Redaktion 15.09.2023

Wann kommt der Ausbau der Kinderbetreuung?

Bis es flächendeckend Kindergartenplätze gibt, werden trotz 4,5 Milliarden Euro Investition Jahre vergehen.

••• Von Alexander Haide

Jahrzehntelang ist der Ruf nach mehr Kinderbetreuung – in jedem Lebensalter – ohne konkrete Ergebnisse verhallt. Mehr Kinderbetreuung wurde zwar bei jeder Wahl – ob in Bund oder Land – versprochen, doch an der grundsätzlichen Problematik hat sich freilich nichts geändert. Noch immer scheitern viele, die gerne einem Vollzeitjob nachgehen würden, an den begrenzten Öffnungszeiten von Kindergärten oder mangelnder Nachmittagsbetreuung in den Schulen. Vor allem in den Bundesländern und in ländlichen Gebieten sind bei Weitem nicht genügend Kindergartenplätze vorhanden. Zudem können die Kosten für Kindergarten & Co. bei Familien mit mehreren Kindern bei mehreren Hundert Euro pro Monat liegen.

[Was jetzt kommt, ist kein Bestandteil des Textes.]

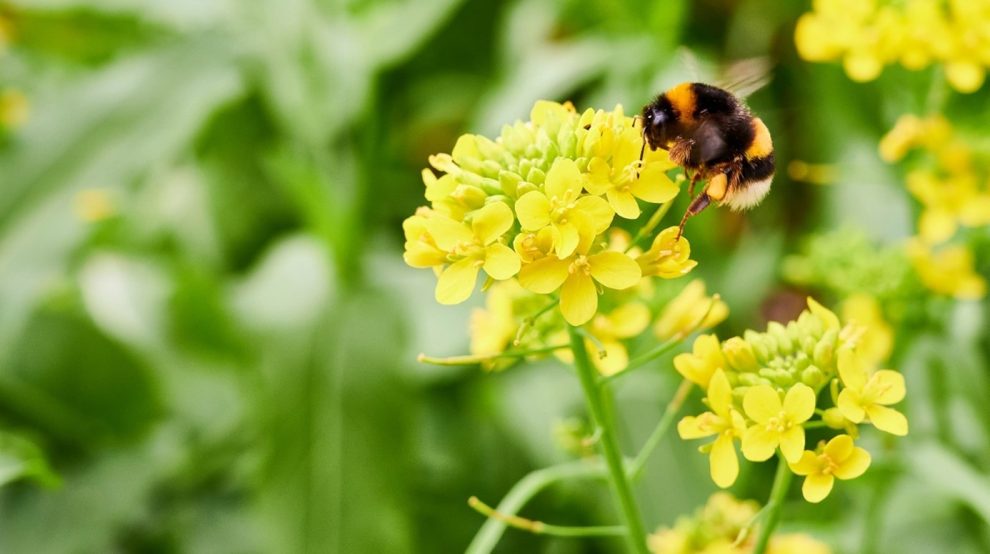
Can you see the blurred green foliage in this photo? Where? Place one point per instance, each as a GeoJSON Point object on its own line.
{"type": "Point", "coordinates": [208, 334]}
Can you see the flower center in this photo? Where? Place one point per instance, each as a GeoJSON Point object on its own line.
{"type": "Point", "coordinates": [778, 423]}
{"type": "Point", "coordinates": [580, 265]}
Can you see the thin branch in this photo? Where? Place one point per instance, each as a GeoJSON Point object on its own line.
{"type": "Point", "coordinates": [477, 359]}
{"type": "Point", "coordinates": [541, 528]}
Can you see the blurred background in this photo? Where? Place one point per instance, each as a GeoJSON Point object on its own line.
{"type": "Point", "coordinates": [208, 335]}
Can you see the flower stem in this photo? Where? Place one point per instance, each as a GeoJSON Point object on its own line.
{"type": "Point", "coordinates": [541, 528]}
{"type": "Point", "coordinates": [635, 531]}
{"type": "Point", "coordinates": [669, 413]}
{"type": "Point", "coordinates": [781, 482]}
{"type": "Point", "coordinates": [528, 487]}
{"type": "Point", "coordinates": [472, 359]}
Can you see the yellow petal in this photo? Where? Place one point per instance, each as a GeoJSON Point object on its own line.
{"type": "Point", "coordinates": [629, 320]}
{"type": "Point", "coordinates": [759, 443]}
{"type": "Point", "coordinates": [501, 262]}
{"type": "Point", "coordinates": [688, 428]}
{"type": "Point", "coordinates": [563, 180]}
{"type": "Point", "coordinates": [849, 406]}
{"type": "Point", "coordinates": [578, 299]}
{"type": "Point", "coordinates": [792, 444]}
{"type": "Point", "coordinates": [799, 403]}
{"type": "Point", "coordinates": [624, 203]}
{"type": "Point", "coordinates": [761, 403]}
{"type": "Point", "coordinates": [615, 360]}
{"type": "Point", "coordinates": [491, 221]}
{"type": "Point", "coordinates": [851, 370]}
{"type": "Point", "coordinates": [598, 178]}
{"type": "Point", "coordinates": [806, 464]}
{"type": "Point", "coordinates": [830, 319]}
{"type": "Point", "coordinates": [533, 210]}
{"type": "Point", "coordinates": [891, 385]}
{"type": "Point", "coordinates": [545, 275]}
{"type": "Point", "coordinates": [855, 465]}
{"type": "Point", "coordinates": [654, 186]}
{"type": "Point", "coordinates": [720, 394]}
{"type": "Point", "coordinates": [566, 239]}
{"type": "Point", "coordinates": [724, 464]}
{"type": "Point", "coordinates": [421, 254]}
{"type": "Point", "coordinates": [457, 282]}
{"type": "Point", "coordinates": [448, 233]}
{"type": "Point", "coordinates": [839, 448]}
{"type": "Point", "coordinates": [615, 270]}
{"type": "Point", "coordinates": [597, 210]}
{"type": "Point", "coordinates": [887, 419]}
{"type": "Point", "coordinates": [816, 487]}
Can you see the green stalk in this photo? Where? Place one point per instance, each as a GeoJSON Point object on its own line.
{"type": "Point", "coordinates": [781, 482]}
{"type": "Point", "coordinates": [635, 531]}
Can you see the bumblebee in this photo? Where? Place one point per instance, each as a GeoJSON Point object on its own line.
{"type": "Point", "coordinates": [709, 131]}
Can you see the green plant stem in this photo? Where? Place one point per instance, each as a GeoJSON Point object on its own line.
{"type": "Point", "coordinates": [467, 360]}
{"type": "Point", "coordinates": [542, 528]}
{"type": "Point", "coordinates": [524, 490]}
{"type": "Point", "coordinates": [781, 482]}
{"type": "Point", "coordinates": [669, 413]}
{"type": "Point", "coordinates": [635, 531]}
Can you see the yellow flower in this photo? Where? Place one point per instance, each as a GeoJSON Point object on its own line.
{"type": "Point", "coordinates": [684, 313]}
{"type": "Point", "coordinates": [667, 258]}
{"type": "Point", "coordinates": [867, 396]}
{"type": "Point", "coordinates": [622, 180]}
{"type": "Point", "coordinates": [467, 248]}
{"type": "Point", "coordinates": [723, 420]}
{"type": "Point", "coordinates": [949, 271]}
{"type": "Point", "coordinates": [560, 206]}
{"type": "Point", "coordinates": [14, 109]}
{"type": "Point", "coordinates": [839, 458]}
{"type": "Point", "coordinates": [704, 360]}
{"type": "Point", "coordinates": [625, 322]}
{"type": "Point", "coordinates": [576, 275]}
{"type": "Point", "coordinates": [878, 337]}
{"type": "Point", "coordinates": [776, 424]}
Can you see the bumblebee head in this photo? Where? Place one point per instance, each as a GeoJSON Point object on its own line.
{"type": "Point", "coordinates": [659, 119]}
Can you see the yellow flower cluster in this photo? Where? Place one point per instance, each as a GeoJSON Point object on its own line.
{"type": "Point", "coordinates": [953, 191]}
{"type": "Point", "coordinates": [535, 206]}
{"type": "Point", "coordinates": [764, 390]}
{"type": "Point", "coordinates": [714, 528]}
{"type": "Point", "coordinates": [869, 34]}
{"type": "Point", "coordinates": [506, 320]}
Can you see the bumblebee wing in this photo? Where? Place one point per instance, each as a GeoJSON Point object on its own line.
{"type": "Point", "coordinates": [709, 143]}
{"type": "Point", "coordinates": [746, 76]}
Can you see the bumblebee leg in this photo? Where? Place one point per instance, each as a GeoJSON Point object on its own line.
{"type": "Point", "coordinates": [696, 207]}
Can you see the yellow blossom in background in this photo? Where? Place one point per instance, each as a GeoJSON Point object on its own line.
{"type": "Point", "coordinates": [724, 421]}
{"type": "Point", "coordinates": [668, 256]}
{"type": "Point", "coordinates": [867, 396]}
{"type": "Point", "coordinates": [869, 35]}
{"type": "Point", "coordinates": [702, 362]}
{"type": "Point", "coordinates": [949, 270]}
{"type": "Point", "coordinates": [775, 423]}
{"type": "Point", "coordinates": [839, 458]}
{"type": "Point", "coordinates": [715, 528]}
{"type": "Point", "coordinates": [878, 337]}
{"type": "Point", "coordinates": [95, 204]}
{"type": "Point", "coordinates": [14, 109]}
{"type": "Point", "coordinates": [691, 309]}
{"type": "Point", "coordinates": [766, 388]}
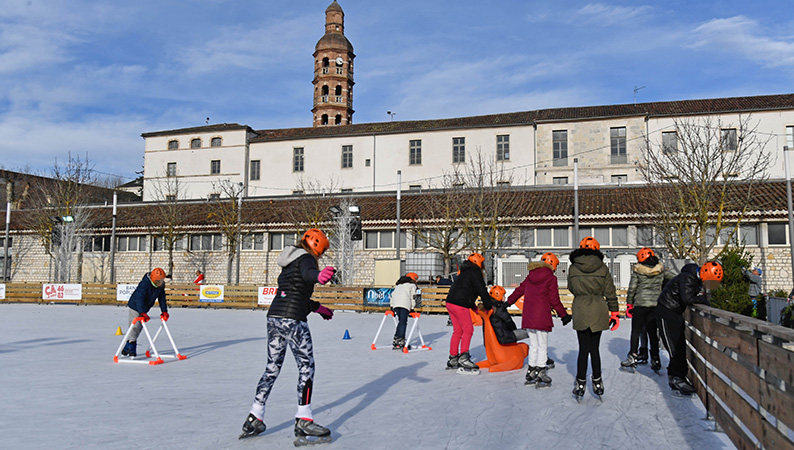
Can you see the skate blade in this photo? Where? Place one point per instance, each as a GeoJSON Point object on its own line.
{"type": "Point", "coordinates": [305, 441]}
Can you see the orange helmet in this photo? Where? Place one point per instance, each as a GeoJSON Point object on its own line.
{"type": "Point", "coordinates": [644, 254]}
{"type": "Point", "coordinates": [316, 241]}
{"type": "Point", "coordinates": [157, 274]}
{"type": "Point", "coordinates": [711, 271]}
{"type": "Point", "coordinates": [477, 259]}
{"type": "Point", "coordinates": [497, 292]}
{"type": "Point", "coordinates": [550, 259]}
{"type": "Point", "coordinates": [590, 242]}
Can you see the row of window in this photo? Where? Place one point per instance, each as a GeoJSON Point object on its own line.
{"type": "Point", "coordinates": [173, 144]}
{"type": "Point", "coordinates": [542, 237]}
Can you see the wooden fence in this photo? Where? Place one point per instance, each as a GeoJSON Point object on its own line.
{"type": "Point", "coordinates": [744, 374]}
{"type": "Point", "coordinates": [245, 296]}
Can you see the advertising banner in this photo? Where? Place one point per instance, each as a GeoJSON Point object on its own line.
{"type": "Point", "coordinates": [377, 296]}
{"type": "Point", "coordinates": [266, 295]}
{"type": "Point", "coordinates": [211, 293]}
{"type": "Point", "coordinates": [59, 291]}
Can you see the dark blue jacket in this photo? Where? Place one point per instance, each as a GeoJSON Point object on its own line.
{"type": "Point", "coordinates": [145, 295]}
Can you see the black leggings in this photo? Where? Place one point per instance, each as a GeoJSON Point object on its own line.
{"type": "Point", "coordinates": [588, 347]}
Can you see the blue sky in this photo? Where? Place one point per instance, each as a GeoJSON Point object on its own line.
{"type": "Point", "coordinates": [88, 77]}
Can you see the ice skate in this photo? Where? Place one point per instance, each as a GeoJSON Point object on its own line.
{"type": "Point", "coordinates": [252, 427]}
{"type": "Point", "coordinates": [130, 349]}
{"type": "Point", "coordinates": [466, 366]}
{"type": "Point", "coordinates": [630, 364]}
{"type": "Point", "coordinates": [598, 387]}
{"type": "Point", "coordinates": [578, 389]}
{"type": "Point", "coordinates": [309, 433]}
{"type": "Point", "coordinates": [532, 375]}
{"type": "Point", "coordinates": [543, 380]}
{"type": "Point", "coordinates": [452, 362]}
{"type": "Point", "coordinates": [681, 386]}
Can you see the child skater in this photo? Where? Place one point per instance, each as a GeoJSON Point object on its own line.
{"type": "Point", "coordinates": [595, 308]}
{"type": "Point", "coordinates": [287, 326]}
{"type": "Point", "coordinates": [403, 301]}
{"type": "Point", "coordinates": [461, 297]}
{"type": "Point", "coordinates": [541, 294]}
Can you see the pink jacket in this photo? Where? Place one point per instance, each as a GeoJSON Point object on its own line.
{"type": "Point", "coordinates": [541, 295]}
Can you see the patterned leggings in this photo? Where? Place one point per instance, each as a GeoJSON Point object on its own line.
{"type": "Point", "coordinates": [282, 332]}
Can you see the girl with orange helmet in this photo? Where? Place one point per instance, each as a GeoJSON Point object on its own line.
{"type": "Point", "coordinates": [462, 296]}
{"type": "Point", "coordinates": [691, 286]}
{"type": "Point", "coordinates": [541, 293]}
{"type": "Point", "coordinates": [594, 308]}
{"type": "Point", "coordinates": [403, 301]}
{"type": "Point", "coordinates": [287, 326]}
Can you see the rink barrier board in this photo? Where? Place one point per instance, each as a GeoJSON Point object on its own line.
{"type": "Point", "coordinates": [743, 371]}
{"type": "Point", "coordinates": [245, 297]}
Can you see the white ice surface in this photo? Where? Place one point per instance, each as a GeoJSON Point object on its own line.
{"type": "Point", "coordinates": [60, 389]}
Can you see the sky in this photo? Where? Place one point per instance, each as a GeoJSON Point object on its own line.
{"type": "Point", "coordinates": [87, 78]}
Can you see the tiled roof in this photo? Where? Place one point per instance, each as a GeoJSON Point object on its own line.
{"type": "Point", "coordinates": [536, 206]}
{"type": "Point", "coordinates": [654, 109]}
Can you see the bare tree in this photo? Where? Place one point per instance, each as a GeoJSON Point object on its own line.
{"type": "Point", "coordinates": [702, 179]}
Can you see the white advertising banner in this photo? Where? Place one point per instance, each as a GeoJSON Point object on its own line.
{"type": "Point", "coordinates": [211, 293]}
{"type": "Point", "coordinates": [266, 294]}
{"type": "Point", "coordinates": [59, 291]}
{"type": "Point", "coordinates": [124, 291]}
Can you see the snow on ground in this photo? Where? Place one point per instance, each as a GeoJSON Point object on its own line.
{"type": "Point", "coordinates": [60, 389]}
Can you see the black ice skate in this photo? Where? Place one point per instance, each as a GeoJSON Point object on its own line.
{"type": "Point", "coordinates": [598, 387]}
{"type": "Point", "coordinates": [309, 433]}
{"type": "Point", "coordinates": [681, 386]}
{"type": "Point", "coordinates": [452, 362]}
{"type": "Point", "coordinates": [532, 375]}
{"type": "Point", "coordinates": [466, 365]}
{"type": "Point", "coordinates": [252, 427]}
{"type": "Point", "coordinates": [543, 379]}
{"type": "Point", "coordinates": [578, 389]}
{"type": "Point", "coordinates": [630, 364]}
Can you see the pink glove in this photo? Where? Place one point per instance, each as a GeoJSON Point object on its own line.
{"type": "Point", "coordinates": [326, 275]}
{"type": "Point", "coordinates": [325, 312]}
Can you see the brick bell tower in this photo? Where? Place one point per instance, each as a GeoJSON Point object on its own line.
{"type": "Point", "coordinates": [333, 72]}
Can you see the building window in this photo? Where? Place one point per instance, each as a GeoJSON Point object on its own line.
{"type": "Point", "coordinates": [278, 241]}
{"type": "Point", "coordinates": [253, 241]}
{"type": "Point", "coordinates": [383, 239]}
{"type": "Point", "coordinates": [297, 159]}
{"type": "Point", "coordinates": [559, 144]}
{"type": "Point", "coordinates": [729, 142]}
{"type": "Point", "coordinates": [503, 147]}
{"type": "Point", "coordinates": [669, 142]}
{"type": "Point", "coordinates": [458, 150]}
{"type": "Point", "coordinates": [347, 156]}
{"type": "Point", "coordinates": [206, 242]}
{"type": "Point", "coordinates": [617, 143]}
{"type": "Point", "coordinates": [620, 179]}
{"type": "Point", "coordinates": [776, 233]}
{"type": "Point", "coordinates": [131, 243]}
{"type": "Point", "coordinates": [415, 152]}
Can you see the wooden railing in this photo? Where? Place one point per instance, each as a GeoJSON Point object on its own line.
{"type": "Point", "coordinates": [744, 374]}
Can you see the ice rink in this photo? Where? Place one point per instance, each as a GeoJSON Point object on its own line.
{"type": "Point", "coordinates": [60, 389]}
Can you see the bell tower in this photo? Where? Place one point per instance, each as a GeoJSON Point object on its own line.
{"type": "Point", "coordinates": [333, 72]}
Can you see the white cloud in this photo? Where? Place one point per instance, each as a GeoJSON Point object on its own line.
{"type": "Point", "coordinates": [745, 37]}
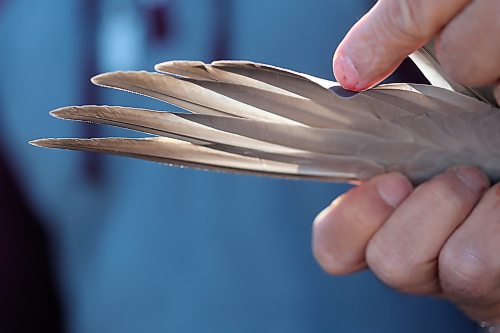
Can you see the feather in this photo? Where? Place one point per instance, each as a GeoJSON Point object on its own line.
{"type": "Point", "coordinates": [260, 119]}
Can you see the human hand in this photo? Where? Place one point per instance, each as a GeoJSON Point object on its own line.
{"type": "Point", "coordinates": [466, 41]}
{"type": "Point", "coordinates": [441, 238]}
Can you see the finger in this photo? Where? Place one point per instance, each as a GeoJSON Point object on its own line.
{"type": "Point", "coordinates": [390, 31]}
{"type": "Point", "coordinates": [468, 48]}
{"type": "Point", "coordinates": [404, 252]}
{"type": "Point", "coordinates": [342, 230]}
{"type": "Point", "coordinates": [469, 264]}
{"type": "Point", "coordinates": [496, 93]}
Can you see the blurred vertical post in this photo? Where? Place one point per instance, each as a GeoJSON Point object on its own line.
{"type": "Point", "coordinates": [93, 168]}
{"type": "Point", "coordinates": [223, 16]}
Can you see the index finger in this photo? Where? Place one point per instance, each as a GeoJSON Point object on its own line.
{"type": "Point", "coordinates": [378, 43]}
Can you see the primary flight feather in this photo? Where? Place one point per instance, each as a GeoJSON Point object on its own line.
{"type": "Point", "coordinates": [260, 119]}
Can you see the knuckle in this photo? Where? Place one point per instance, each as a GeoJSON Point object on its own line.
{"type": "Point", "coordinates": [387, 263]}
{"type": "Point", "coordinates": [448, 189]}
{"type": "Point", "coordinates": [465, 275]}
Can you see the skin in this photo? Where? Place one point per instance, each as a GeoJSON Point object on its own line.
{"type": "Point", "coordinates": [441, 238]}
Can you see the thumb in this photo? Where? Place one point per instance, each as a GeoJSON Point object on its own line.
{"type": "Point", "coordinates": [378, 43]}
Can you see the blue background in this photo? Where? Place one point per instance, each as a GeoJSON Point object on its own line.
{"type": "Point", "coordinates": [140, 247]}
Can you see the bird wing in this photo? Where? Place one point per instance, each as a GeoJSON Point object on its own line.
{"type": "Point", "coordinates": [254, 118]}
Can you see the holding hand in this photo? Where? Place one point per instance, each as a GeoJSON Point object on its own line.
{"type": "Point", "coordinates": [443, 237]}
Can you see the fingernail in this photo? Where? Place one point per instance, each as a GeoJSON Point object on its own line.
{"type": "Point", "coordinates": [393, 188]}
{"type": "Point", "coordinates": [472, 177]}
{"type": "Point", "coordinates": [345, 73]}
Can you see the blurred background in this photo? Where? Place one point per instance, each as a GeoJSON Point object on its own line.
{"type": "Point", "coordinates": [94, 243]}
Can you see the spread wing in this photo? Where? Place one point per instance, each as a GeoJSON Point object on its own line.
{"type": "Point", "coordinates": [254, 118]}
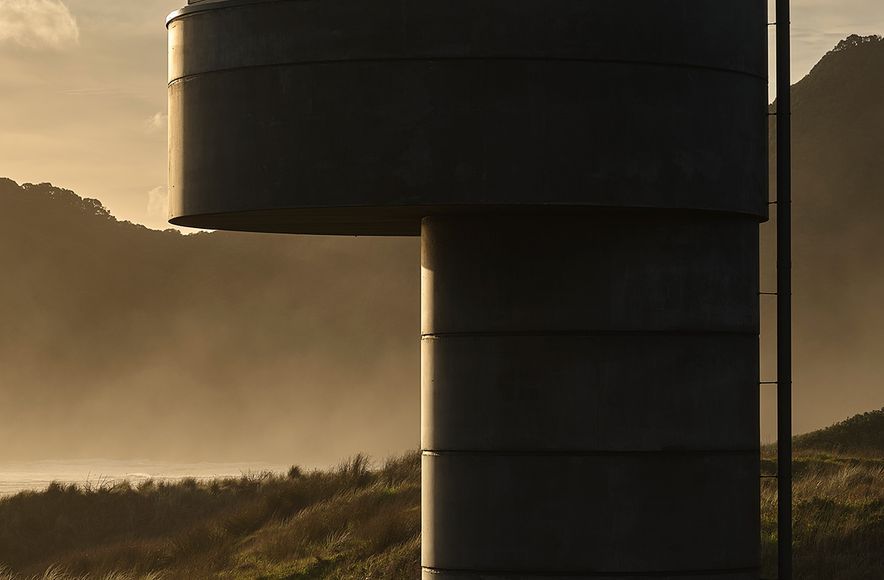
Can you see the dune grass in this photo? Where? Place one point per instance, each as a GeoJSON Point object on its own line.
{"type": "Point", "coordinates": [355, 522]}
{"type": "Point", "coordinates": [351, 522]}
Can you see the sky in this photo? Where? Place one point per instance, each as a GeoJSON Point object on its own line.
{"type": "Point", "coordinates": [83, 91]}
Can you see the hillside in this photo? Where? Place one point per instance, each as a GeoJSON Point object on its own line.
{"type": "Point", "coordinates": [861, 435]}
{"type": "Point", "coordinates": [838, 203]}
{"type": "Point", "coordinates": [120, 341]}
{"type": "Point", "coordinates": [132, 342]}
{"type": "Point", "coordinates": [353, 522]}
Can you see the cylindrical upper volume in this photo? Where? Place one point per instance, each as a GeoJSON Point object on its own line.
{"type": "Point", "coordinates": [347, 116]}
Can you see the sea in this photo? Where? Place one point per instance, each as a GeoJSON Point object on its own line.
{"type": "Point", "coordinates": [37, 475]}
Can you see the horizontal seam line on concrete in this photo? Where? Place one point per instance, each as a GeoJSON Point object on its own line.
{"type": "Point", "coordinates": [593, 573]}
{"type": "Point", "coordinates": [588, 452]}
{"type": "Point", "coordinates": [585, 333]}
{"type": "Point", "coordinates": [687, 66]}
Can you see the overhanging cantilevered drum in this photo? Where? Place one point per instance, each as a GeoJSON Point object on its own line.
{"type": "Point", "coordinates": [587, 179]}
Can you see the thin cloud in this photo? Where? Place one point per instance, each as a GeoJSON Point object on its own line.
{"type": "Point", "coordinates": [158, 204]}
{"type": "Point", "coordinates": [156, 123]}
{"type": "Point", "coordinates": [38, 24]}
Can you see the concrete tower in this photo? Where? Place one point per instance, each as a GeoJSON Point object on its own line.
{"type": "Point", "coordinates": [587, 178]}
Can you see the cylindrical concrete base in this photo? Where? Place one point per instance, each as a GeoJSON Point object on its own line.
{"type": "Point", "coordinates": [590, 403]}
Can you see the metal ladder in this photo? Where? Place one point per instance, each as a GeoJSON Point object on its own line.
{"type": "Point", "coordinates": [783, 294]}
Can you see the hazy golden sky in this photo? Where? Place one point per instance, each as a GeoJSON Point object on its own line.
{"type": "Point", "coordinates": [83, 91]}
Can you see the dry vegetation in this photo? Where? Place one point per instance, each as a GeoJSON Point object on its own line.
{"type": "Point", "coordinates": [357, 523]}
{"type": "Point", "coordinates": [352, 522]}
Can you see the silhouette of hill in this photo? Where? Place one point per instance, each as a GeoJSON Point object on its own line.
{"type": "Point", "coordinates": [859, 435]}
{"type": "Point", "coordinates": [121, 341]}
{"type": "Point", "coordinates": [838, 203]}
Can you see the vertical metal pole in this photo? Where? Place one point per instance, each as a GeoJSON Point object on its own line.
{"type": "Point", "coordinates": [784, 290]}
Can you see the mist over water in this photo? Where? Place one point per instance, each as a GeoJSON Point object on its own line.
{"type": "Point", "coordinates": [118, 341]}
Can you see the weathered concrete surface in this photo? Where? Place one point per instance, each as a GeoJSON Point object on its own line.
{"type": "Point", "coordinates": [346, 116]}
{"type": "Point", "coordinates": [590, 395]}
{"type": "Point", "coordinates": [587, 178]}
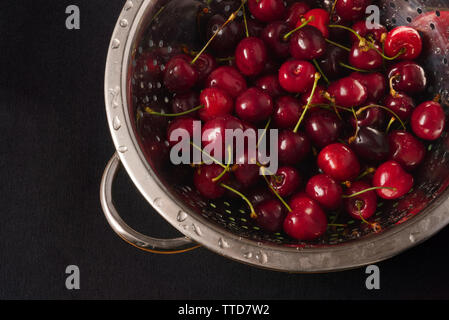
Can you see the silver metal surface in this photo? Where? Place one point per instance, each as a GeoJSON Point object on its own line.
{"type": "Point", "coordinates": [209, 227]}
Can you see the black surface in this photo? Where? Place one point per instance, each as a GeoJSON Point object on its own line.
{"type": "Point", "coordinates": [54, 144]}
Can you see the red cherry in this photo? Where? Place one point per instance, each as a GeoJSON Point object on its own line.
{"type": "Point", "coordinates": [339, 162]}
{"type": "Point", "coordinates": [254, 105]}
{"type": "Point", "coordinates": [319, 19]}
{"type": "Point", "coordinates": [428, 120]}
{"type": "Point", "coordinates": [403, 38]}
{"type": "Point", "coordinates": [203, 181]}
{"type": "Point", "coordinates": [270, 215]}
{"type": "Point", "coordinates": [348, 92]}
{"type": "Point", "coordinates": [306, 221]}
{"type": "Point", "coordinates": [228, 79]}
{"type": "Point", "coordinates": [292, 147]}
{"type": "Point", "coordinates": [363, 205]}
{"type": "Point", "coordinates": [297, 76]}
{"type": "Point", "coordinates": [406, 149]}
{"type": "Point", "coordinates": [266, 10]}
{"type": "Point", "coordinates": [215, 102]}
{"type": "Point", "coordinates": [391, 175]}
{"type": "Point", "coordinates": [251, 56]}
{"type": "Point", "coordinates": [325, 190]}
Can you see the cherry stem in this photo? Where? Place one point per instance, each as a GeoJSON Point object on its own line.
{"type": "Point", "coordinates": [317, 65]}
{"type": "Point", "coordinates": [253, 212]}
{"type": "Point", "coordinates": [150, 111]}
{"type": "Point", "coordinates": [309, 101]}
{"type": "Point", "coordinates": [305, 22]}
{"type": "Point", "coordinates": [230, 19]}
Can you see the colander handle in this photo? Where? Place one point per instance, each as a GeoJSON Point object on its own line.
{"type": "Point", "coordinates": [140, 241]}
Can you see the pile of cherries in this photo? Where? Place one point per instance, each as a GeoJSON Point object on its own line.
{"type": "Point", "coordinates": [343, 95]}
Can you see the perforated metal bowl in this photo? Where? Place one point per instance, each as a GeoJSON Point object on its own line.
{"type": "Point", "coordinates": [223, 226]}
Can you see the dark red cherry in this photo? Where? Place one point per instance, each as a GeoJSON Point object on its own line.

Bereits im Vorjahr präsentierte das Land Niederösterreich eine „Kinderbetreuung Neu”, die bis zum Jahr 2027 realisiert werden soll. Das ambitionierte Ziel: Nicht bloß zweijährige Kinder sollen einen Kindergarten besuchen können, sondern ein flächendeckendes Angebot für Null- bis Sechsjährige wird angestrebt.
Der erste Schritt soll bereits im kommenden Jahr realisiert sein – ab dann können bereits zweijährige Kinder (bisher ab dem Alter von zweieinhalb Jahren) einen Kindergarten besuchen. Dafür muss bis ins Jahr 2024 die stolze Anzahl von 600 neuen Kindergruppen in den niederösterreichischen Gemeinden geschaffen werden. Deshalb wird die Umsetzung im gesamten Bundesland wohl eher bis zu sieben Jahre dauern.

Sehr ambitioniert

Das Problem ist kein niederösterreichisches. Auf Bundesebene ortet Bundeskanzler Karl Nehammer generell eine Versorgungslücke in der Altersgruppe zwischen ein bis drei Jahren. „Mein Ziel ist es, dass wir diese Lücke jetzt schließen”, wird der Kanzler im Kurier zitiert. Der Plan sei sehr ambitioniert, koste 4,5 Mrd. € bis 2030 und lasse sich nur mit Bund, Land und Gemeinden gemeinsam bewerkstelligen. „Es darf nicht an der Frage der Kinderbetreuung scheitern, wenn Frauen arbeiten gehen wollen”, so Nehammer.

Eine Zukunftsinvestition

In das gleiche Horn stößt der Handelsverband. „4,5 Mrd. Euro Investitionen für Kinderbetreuung sind eine rentable Zukunftsinvestition, wobei ein rascher Umsetzungshorizont entscheidend ist. Eine flächendeckende und leistbare Kinderbetreuung in ganz Österreich ist der Motor zur Steigerung des Wohlstands”, titelt der Handelsverband in einer Aussendung. Dazu sei auch eine Ausbildungsoffensive für Pädagogen für eine zukunftsfitte Elementarbildung nötig. „Eine bessere Kinderbetreuung und Kinderbildung in Österreich ist überfällig. Die zusätzlichen 4,5 Mrd. Euro werden sich als rentable Zukunftsinvestition für alle erweisen”, ist man sich beim Handelsverband sicher. Zudem: Der Handel ist weiblich, 72% der Beschäftigten sind weiblich. „Frauen, die noch immer den überwiegenden Teil der Kinderbetreuung übernehmen, bekommen dadurch mehr Spielraum. Jetzt zählt ein rascher Umsetzungshorizont”, sagt Handelsverband-Geschäftsführer Rainer Will.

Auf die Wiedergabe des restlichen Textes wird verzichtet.